Lidia Lemaniak, DoRzeczy.pl: Prezydent Karol Nawrocki zawetował tzw. ustawę wiatrakową, w której znajdowała się wrzutka dotycząca zamrożenia cen energii na czwarty kwartał tego roku dla gospodarstw domowych na poziomie 500 zł za MWh netto. Odbiera Pan tę ustawę, jako swego rodzaju pułapkę na prezydenta, zastawioną przez koalicję rządową?
Karol Rabenda: Oczywiście, że była to pułapka. Nazwałbym to nawet legislacyjnym cwaniactwem. Naprawdę, trzeba mieć mało wyobraźni, żeby nie przewidzieć, że prezydent i jego kancelaria nie dadzą się na to złapać. Jeśli chodzi o mrożenie cen, to przypomnę, że od samego początku zarówno pan prezydent w kampanii wyborczej, jak i Prawo i Sprawiedliwość, mówili, że zamrożenie powinno objąć cały rok, bo wcześniej tak było to praktykowane.
Więc skąd wziął się pomysł wśród rządu, żeby tym razem zamrozić ceny energii tylko do września?
Uważam, iż ten pomysł powstał tylko dlatego, że Donald Tusk wierzył w wygraną Rafała Trzaskowskiego i że już po jego wygranej, społeczeństwu nie trzeba będzie pomagać i będzie można robić, co się chce. Na szczęście wygrał pan prezydent Karol Nawrocki i ochrona przed wysokimi cenami energii będzie kontynuowana. Nie wyobrażam sobie, żeby projekt prezydenta nie zyskał poparcia w parlamencie, bo on jest dość prosty i dokładnie taki sam, jak w tzw. ustawie wiatrakowej. Polacy mogą się czuć bezpiecznie, chyba że Donald Tusk obrazi się na Polaków za to, że wybierali inaczej, niż sobie tego życzył i będzie próbował to rozwiązanie jakoś blokować.

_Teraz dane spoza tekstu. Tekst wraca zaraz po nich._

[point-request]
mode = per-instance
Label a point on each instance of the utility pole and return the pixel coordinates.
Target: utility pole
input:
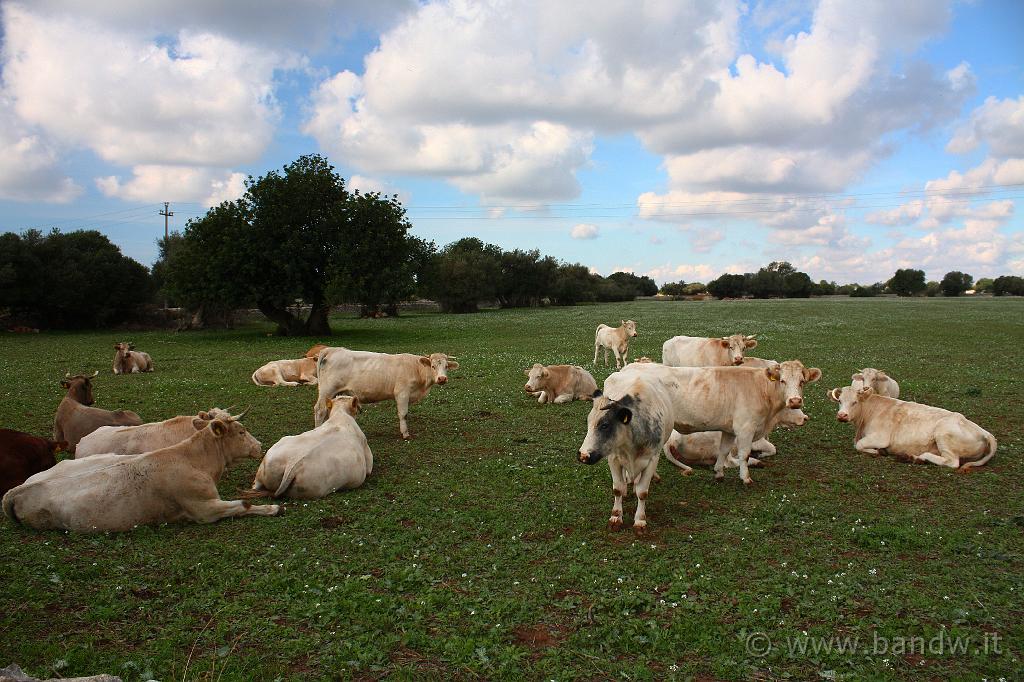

Prezydent Karol Nawrocki mówił, jego projekt jest "literalnie wyjęty" z tzw. ustawy wiatrakowej, ale jednak nie możemy wykluczyć tego, że większość rządowa go w Sejmie nie przegłosuje. Jeżeli tak się stanie, to o czym to będzie świadczyć?
Przede wszystkim będzie to świadczyć o ich małostkowości. Zapewne Platforma Obywatelska będzie robić to, co Donald Tusk rozkaże, ale trudno sobie wyobrazić, żeby koalicjanci takiemu szantażowi też ulegali. Przecież chodzi o sprawę, która dotyczy wszystkich obywateli, zarówno tych, którzy głosowali na pana prezydenta Nawrockiego, jak i tych, którzy na niego nie głosowali. Wszyscy mamy świadomość, że przy wysokich cenach jest jakieś minimum, które trzeba zrobić dla obywateli. Było to wcześniej praktykowane za rządów Zjednoczonej Prawicy, a teraz obowiązuje do końca września.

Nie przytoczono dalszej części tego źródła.